Lessons We’ve Learned

So what have we learned from the CBE survey? Certainly, a lot about our own circumstances. But also a good deal that may be of more general interest. Some of this is painfully obvious and straightforward. Some of it is less so.

First, a high-performing green building in the second decade of the 21st century consists of construction materials and processes and ongoing operational performance.

Second, a LEED rating is not an end in and of itself, but is instead a means to a larger end. If energy performance is that end, you have to pull that objective forward to the beginning of a project and construct a multifaceted analysis and a tool kit to get you there – one that includes LEED factors, but doesn’t end there.

Third, the design and construction teams have to agree on specific environmental requirements at the outset and then work in an integrated manner for the duration of the project to achieve them.
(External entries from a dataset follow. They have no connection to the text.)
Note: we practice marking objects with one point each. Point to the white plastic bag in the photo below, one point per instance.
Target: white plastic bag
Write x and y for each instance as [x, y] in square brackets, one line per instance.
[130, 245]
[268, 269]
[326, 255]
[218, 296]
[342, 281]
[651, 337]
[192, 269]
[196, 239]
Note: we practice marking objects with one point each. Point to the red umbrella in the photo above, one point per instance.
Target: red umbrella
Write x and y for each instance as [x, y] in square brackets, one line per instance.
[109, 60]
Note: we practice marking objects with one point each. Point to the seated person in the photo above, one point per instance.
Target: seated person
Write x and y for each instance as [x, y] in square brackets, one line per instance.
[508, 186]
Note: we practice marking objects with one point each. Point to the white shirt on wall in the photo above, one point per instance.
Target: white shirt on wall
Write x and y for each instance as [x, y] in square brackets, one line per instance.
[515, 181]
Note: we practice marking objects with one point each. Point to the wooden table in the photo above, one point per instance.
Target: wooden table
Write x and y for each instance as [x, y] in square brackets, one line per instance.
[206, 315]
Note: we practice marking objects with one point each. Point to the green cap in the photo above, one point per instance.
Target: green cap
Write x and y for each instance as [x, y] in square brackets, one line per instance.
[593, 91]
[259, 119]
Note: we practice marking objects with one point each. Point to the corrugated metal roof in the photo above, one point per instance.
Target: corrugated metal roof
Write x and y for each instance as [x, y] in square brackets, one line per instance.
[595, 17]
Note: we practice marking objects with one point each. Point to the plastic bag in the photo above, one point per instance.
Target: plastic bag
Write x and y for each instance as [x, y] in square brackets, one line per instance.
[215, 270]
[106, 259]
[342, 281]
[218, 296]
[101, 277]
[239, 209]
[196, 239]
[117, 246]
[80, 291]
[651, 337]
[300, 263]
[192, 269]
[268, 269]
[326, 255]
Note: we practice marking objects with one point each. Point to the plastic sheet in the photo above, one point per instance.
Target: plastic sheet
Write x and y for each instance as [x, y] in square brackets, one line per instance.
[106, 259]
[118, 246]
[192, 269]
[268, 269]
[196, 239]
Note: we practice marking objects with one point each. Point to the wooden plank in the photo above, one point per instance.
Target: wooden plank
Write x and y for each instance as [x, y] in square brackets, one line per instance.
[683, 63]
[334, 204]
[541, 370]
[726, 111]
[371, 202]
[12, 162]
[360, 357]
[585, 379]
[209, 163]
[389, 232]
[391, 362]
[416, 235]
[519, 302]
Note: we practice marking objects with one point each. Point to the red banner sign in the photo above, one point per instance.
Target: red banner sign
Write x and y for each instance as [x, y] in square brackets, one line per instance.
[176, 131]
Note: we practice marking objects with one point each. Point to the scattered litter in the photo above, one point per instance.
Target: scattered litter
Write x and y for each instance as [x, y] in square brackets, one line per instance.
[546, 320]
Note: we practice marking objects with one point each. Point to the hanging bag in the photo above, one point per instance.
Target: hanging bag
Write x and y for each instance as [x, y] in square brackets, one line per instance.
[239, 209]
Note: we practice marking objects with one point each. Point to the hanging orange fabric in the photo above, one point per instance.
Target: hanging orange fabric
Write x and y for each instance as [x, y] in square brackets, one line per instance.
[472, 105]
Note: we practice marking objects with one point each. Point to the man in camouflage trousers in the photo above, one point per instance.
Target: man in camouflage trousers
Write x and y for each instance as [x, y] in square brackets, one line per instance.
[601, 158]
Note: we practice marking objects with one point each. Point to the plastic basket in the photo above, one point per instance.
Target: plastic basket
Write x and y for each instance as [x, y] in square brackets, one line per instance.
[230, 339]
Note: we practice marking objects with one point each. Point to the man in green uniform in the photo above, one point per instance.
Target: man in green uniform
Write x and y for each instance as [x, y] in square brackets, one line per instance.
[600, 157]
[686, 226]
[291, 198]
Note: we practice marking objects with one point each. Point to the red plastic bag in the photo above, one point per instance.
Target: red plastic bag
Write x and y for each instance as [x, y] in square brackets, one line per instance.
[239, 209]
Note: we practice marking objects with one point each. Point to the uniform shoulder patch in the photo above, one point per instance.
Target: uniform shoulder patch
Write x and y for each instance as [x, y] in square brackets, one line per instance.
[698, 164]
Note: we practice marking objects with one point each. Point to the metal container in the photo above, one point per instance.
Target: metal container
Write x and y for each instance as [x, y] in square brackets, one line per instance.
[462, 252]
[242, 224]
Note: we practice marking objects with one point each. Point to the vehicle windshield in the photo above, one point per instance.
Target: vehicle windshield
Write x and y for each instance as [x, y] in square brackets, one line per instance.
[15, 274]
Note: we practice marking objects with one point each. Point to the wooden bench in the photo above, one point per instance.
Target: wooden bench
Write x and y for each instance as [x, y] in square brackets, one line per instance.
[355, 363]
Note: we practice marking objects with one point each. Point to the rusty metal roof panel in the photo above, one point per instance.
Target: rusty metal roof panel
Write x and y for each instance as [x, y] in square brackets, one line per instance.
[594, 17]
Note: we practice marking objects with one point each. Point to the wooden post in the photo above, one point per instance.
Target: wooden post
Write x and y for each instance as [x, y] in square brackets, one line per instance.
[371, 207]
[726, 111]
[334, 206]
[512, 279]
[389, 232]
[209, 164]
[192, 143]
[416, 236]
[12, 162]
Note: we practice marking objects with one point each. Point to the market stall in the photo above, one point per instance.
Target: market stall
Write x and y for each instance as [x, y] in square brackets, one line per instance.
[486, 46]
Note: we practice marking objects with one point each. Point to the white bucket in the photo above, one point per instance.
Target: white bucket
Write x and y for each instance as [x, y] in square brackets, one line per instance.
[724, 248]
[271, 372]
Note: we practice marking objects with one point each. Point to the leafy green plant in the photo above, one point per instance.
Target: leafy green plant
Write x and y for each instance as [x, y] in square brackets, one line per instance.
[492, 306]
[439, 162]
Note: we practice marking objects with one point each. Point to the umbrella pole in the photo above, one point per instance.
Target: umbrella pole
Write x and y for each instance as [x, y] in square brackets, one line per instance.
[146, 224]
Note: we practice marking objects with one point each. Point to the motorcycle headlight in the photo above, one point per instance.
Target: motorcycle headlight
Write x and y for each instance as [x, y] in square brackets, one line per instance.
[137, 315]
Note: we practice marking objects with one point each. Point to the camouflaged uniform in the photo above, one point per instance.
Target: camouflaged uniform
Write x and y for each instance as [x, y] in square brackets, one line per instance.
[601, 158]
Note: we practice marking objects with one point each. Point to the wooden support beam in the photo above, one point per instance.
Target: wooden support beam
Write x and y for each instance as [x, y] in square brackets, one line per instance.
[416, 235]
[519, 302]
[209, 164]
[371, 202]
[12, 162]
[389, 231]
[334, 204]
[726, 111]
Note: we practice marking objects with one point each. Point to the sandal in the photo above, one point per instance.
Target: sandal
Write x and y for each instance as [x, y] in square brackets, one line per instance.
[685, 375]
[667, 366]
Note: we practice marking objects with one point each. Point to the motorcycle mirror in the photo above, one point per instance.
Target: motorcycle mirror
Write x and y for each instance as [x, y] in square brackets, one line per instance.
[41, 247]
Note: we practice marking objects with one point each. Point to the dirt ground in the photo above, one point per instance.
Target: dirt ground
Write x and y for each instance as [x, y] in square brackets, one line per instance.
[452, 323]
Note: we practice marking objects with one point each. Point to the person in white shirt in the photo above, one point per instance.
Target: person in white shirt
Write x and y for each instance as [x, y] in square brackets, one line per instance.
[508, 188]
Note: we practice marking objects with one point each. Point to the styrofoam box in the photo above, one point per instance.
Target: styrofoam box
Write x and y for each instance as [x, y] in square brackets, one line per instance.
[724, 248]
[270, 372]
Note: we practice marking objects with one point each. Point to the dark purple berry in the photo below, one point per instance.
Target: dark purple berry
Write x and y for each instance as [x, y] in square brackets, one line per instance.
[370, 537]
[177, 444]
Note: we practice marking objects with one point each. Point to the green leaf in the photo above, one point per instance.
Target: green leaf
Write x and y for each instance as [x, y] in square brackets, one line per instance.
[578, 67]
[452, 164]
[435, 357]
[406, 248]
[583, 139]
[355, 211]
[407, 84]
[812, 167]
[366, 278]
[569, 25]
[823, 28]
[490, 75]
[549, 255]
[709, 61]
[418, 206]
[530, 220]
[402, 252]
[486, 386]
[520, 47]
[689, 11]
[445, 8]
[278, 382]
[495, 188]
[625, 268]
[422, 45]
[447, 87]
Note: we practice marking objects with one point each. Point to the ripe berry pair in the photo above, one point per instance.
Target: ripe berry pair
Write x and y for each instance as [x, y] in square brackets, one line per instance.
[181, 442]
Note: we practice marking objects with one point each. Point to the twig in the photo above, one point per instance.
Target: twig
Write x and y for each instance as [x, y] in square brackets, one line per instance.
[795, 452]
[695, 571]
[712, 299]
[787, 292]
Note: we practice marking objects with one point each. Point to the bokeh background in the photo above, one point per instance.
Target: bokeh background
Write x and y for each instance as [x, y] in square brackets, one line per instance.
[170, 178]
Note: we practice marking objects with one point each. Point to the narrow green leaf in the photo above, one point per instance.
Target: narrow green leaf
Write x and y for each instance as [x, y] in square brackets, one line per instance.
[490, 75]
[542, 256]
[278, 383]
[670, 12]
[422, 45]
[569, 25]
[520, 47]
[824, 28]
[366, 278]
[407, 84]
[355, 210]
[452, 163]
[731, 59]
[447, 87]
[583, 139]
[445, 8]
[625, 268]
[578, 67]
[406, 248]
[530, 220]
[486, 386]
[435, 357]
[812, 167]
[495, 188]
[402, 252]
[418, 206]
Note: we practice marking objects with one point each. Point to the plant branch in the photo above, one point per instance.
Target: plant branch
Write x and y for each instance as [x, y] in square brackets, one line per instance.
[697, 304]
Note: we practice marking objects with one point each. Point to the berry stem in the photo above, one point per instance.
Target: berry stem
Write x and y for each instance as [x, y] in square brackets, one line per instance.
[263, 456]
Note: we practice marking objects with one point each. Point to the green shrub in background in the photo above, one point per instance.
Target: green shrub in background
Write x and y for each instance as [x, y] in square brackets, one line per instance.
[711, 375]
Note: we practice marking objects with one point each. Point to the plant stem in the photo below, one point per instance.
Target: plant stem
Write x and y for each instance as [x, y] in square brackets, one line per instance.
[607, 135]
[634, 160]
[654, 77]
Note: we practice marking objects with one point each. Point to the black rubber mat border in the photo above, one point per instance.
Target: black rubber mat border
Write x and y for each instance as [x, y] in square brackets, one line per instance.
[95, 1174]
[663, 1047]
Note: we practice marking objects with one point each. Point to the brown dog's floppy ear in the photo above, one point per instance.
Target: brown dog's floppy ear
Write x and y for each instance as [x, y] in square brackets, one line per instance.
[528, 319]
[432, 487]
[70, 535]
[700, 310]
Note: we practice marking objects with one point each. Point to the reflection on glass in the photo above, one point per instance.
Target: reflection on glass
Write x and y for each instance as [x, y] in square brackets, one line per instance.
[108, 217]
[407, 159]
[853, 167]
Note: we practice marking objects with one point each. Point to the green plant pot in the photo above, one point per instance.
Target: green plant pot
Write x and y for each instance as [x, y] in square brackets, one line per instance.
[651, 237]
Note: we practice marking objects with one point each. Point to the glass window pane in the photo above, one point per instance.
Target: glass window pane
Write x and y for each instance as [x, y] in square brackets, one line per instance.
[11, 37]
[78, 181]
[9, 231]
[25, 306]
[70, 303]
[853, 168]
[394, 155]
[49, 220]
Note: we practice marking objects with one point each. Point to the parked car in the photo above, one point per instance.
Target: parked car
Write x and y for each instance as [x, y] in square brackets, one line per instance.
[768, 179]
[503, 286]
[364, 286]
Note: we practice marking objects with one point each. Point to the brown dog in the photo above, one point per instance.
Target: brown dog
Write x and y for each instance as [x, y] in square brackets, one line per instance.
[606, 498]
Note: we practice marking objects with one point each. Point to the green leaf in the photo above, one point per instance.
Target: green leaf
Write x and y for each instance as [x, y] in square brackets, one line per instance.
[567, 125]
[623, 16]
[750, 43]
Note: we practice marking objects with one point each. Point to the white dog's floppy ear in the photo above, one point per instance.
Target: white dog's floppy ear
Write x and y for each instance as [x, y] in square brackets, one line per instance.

Architecture can’t be divorced from systems or the way people will use a building.

Fourth, building codes, benchmarking data and rating systems influence one another and must be aligned – also at the outset of a project. Requirements (listed above) are different from actual data points that will be used to measure and evaluate systems once the building is operational. These, too, must be factored into project design and construction.

Fifth, all equipment requires regular calibration and periodic adjustment because of the sophistication and sensitivity of the systems. The fees associated with regular maintenance checks have to be factored into cost-benefit ratios. For example, just two degrees of variance in an incorrect sensor can significantly affect our ability here at Kresge to cool our building at maximum efficiency, thereby wasting electricity.

Sixth, human beings don’t automatically act with efficiency in mind. It’s vital, therefore, to make education a priority and engage employees in not only how the building works but also what they can do to facilitate optimal operation.

Seventh, the pace of change in the green-building industry and associated green technology makes “state of the art” an ephemeral construct. Were the Kresge renovation to begin tomorrow, it could undoubtedly achieve higher performance at less cost.


We consider our building and the surrounding landscape a demonstration site for green construction, renovation and maintenance. We devoted several pages to Our Green Headquarters in the About Us section of the website. Please take a look. And feel free to send us your reactions and comments.

At the end of the day, the Kresge headquarters is an architectural gem, tucked onto a verdant landscape and welcomed by our employees as a wonderful place to work. The self-reflection occasioned by the CBE survey has made our connection to this place even more meaningful by identifying the ways in which the building and the plants and the work environment can all contribute more positively to the foundation’s obligation to be a diligent steward of our natural environment.